Утром, глядя на её осунувшееся лицо, на мешки под глазами, Леонид не подумал, что она не спала всю ночь. Он даже слегка обиделся на неё. Ему казалось, она не понимает и не любит его.
В военкомат пошла вместе с ним. Внутрь её не пустили. У ворот стояли такие же, как она.
После обеда переодетых в новенькую форму вывели во двор, построили и сделали перекличку. Строем вышли из ворот и направились к вокзалу.
В зелёной форме и в сапогах, среди сотни ставших похожих друг на друга, она не узнала его. И даже показалось, что его здесь нет. Она хотела вернуться к воротам, но он окликнул:
– Мам…
Нет, форма не шла ему. Она топорщилась на нём. И ноги в широких голенищах сапог болтались, как гвоздь в ведре.
Он шёл и смотрел на неё. Только сейчас он понял, что она самый дорогой человек.
До вокзала дорога оказалась не длинной. На путях стоял состав из одного вагона и теплушек. Многие привыкшие ездить в классных вагонах и не знают о существовании теплушек. А ещё есть платформы, на которых приходится ехать под дождем и снегом.
Колонна встала перед поездом. Человек в звании майора скомандовал:
– Вольно. Разойтись.
Колонна вдруг рассыпалась. Кто заторопился к провожающим, остальные потянулись к папиросам.
Леонид подошел к матери. Он боялся, что она будет плакать и ему будет стыдно за неё. Но её глаза были сухи, только пальцы теребили рукав гимнастёрки.
К майору подошел железнодорожник, приложив ладонь к фуражке и наклонившись к нему, что-то произнёс. Майор кивнул головой и, посмотрев направо и налево, скомандовал:
– По вагонам!
Леонид оглянулся. Майор поворачивал голову направо-налево, смотрел, как выполняется его команда.
Младший лейтенант, их взводный, до этого стоявший в стороне с такими же, как он, молодыми офицерами, встрепенулся. И совсем не командирским, а тоненьким голоском прокричал:
– Третий взвод, по вагонам!
И вторя ему, по перрону понеслось:
– Второй, первый…
Третий взвод зашевелился и медленно, словно нехотя, не бросая дымящихся папирос, пошел к вагону. Леонид двинулся вместе со всеми.
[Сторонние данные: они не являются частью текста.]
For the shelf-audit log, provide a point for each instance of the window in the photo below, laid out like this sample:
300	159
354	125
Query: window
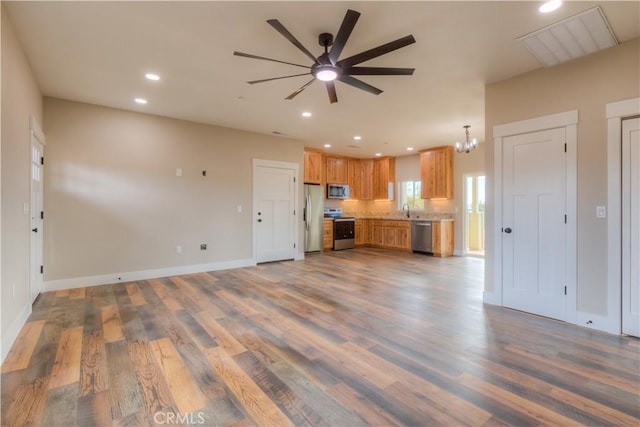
409	193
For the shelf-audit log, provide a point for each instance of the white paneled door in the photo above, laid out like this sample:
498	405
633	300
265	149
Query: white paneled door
534	235
37	216
631	227
274	213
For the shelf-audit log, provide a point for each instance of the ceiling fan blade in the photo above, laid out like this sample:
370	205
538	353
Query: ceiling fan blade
282	30
303	87
252	82
331	89
359	84
344	32
376	51
248	55
378	71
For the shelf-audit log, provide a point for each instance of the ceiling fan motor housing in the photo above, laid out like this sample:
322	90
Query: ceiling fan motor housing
325	39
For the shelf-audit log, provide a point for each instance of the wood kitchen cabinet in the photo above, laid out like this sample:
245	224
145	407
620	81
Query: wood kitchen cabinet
366	179
327	234
337	169
312	167
361	232
391	234
384	175
354	178
436	172
442	238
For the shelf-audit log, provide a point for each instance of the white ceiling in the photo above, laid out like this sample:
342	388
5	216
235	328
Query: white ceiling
98	52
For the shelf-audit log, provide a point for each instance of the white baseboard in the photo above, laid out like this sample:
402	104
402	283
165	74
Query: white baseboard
490	297
598	322
105	279
9	337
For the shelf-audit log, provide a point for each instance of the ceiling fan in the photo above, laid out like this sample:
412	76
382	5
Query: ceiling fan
328	68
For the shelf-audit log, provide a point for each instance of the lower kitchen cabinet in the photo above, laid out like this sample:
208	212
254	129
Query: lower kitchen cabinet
442	238
327	234
391	234
396	234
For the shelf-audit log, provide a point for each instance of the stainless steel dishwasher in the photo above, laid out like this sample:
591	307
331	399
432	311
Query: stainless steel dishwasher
421	237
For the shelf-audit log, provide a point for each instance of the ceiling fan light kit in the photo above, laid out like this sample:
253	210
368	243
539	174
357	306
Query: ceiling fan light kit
327	68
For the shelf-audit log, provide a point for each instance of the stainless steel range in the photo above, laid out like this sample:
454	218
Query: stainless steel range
344	233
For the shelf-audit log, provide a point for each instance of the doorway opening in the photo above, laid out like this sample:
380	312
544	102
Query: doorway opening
474	212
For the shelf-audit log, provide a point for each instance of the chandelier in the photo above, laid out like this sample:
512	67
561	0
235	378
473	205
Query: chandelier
468	145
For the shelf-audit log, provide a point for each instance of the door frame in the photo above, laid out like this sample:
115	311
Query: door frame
616	112
256	163
569	121
465	228
38	135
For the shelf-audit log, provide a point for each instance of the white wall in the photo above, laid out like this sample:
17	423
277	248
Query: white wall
21	101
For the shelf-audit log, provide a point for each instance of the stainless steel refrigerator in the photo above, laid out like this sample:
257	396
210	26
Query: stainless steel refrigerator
313	217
Пальцы, теребившие гимнастёрку, сжались. Леонид шёл, рука матери тянулась за ним, и вдруг гимнастёрка выскочила из её пальцев и рука опустилась и повисла безжизненной плетью.
Он оглянулся. Мать стояла, прижав ладонь к губам. Вот-вот у него брызнут слёзы. Он торопливо залез в вагон, встал у широкого проёма и оглянулся. Только сейчас он пожалел, что приписал себе год.
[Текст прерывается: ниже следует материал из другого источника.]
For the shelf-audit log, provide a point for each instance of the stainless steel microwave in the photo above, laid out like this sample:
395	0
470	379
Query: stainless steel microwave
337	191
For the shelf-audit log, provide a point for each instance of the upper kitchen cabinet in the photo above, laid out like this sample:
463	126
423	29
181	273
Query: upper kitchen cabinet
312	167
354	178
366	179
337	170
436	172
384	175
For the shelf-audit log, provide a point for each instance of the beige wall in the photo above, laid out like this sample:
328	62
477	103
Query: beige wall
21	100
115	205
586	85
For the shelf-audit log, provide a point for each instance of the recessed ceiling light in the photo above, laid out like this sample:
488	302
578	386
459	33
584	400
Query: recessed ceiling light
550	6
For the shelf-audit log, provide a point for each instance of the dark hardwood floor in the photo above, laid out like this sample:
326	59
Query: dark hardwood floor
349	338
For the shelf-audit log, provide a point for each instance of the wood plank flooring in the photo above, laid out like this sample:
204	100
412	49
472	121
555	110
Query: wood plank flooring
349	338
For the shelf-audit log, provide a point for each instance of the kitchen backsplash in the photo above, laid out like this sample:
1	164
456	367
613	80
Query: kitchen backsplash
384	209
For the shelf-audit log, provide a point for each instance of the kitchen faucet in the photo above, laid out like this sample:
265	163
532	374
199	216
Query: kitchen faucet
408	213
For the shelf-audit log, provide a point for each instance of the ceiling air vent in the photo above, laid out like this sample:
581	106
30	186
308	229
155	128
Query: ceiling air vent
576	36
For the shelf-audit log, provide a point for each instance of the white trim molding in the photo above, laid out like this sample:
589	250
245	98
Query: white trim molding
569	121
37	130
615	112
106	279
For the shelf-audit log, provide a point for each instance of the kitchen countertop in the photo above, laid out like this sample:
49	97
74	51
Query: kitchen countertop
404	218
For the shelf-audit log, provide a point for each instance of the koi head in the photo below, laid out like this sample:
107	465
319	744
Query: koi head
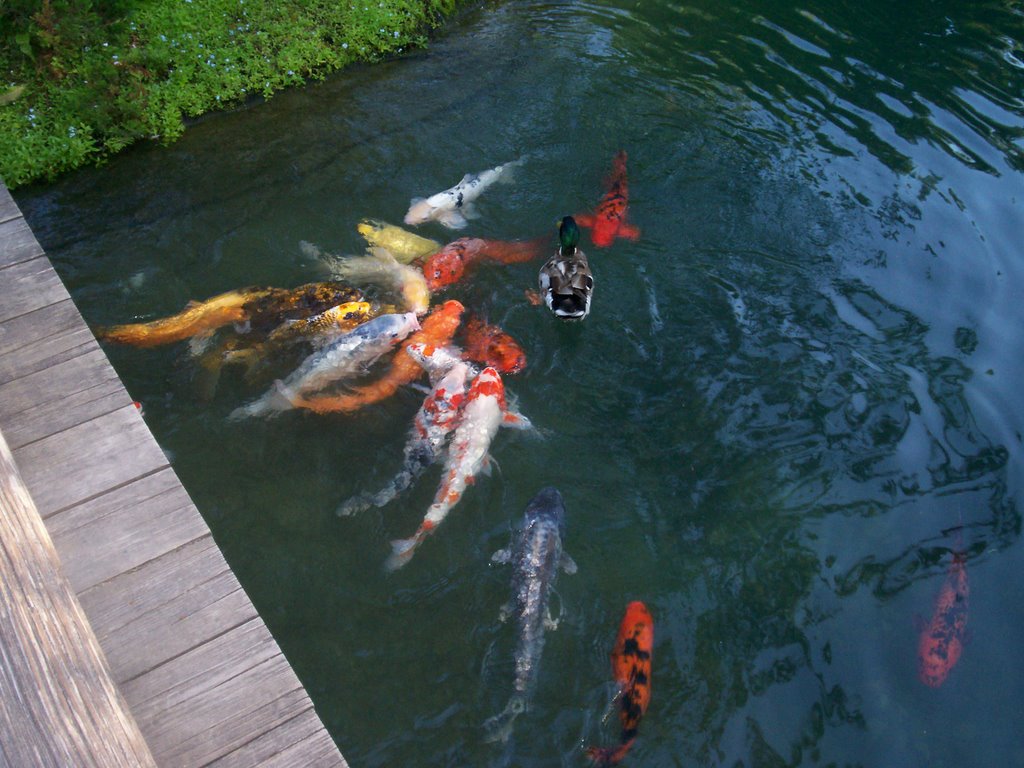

Но железнодорожник поднял жезл, паровоз свистнул, вагоны качнулись, лязгнули и плавно двинулись и понесли его в новую неизведанную жизнь.
Он махнул, и мать, не отнимая ладони ото рта, свободной рукой махнула в ответ. Сделала несколько шагов вслед уходящему поезду, остановилась и рука, махавшая ему, опустилась вниз.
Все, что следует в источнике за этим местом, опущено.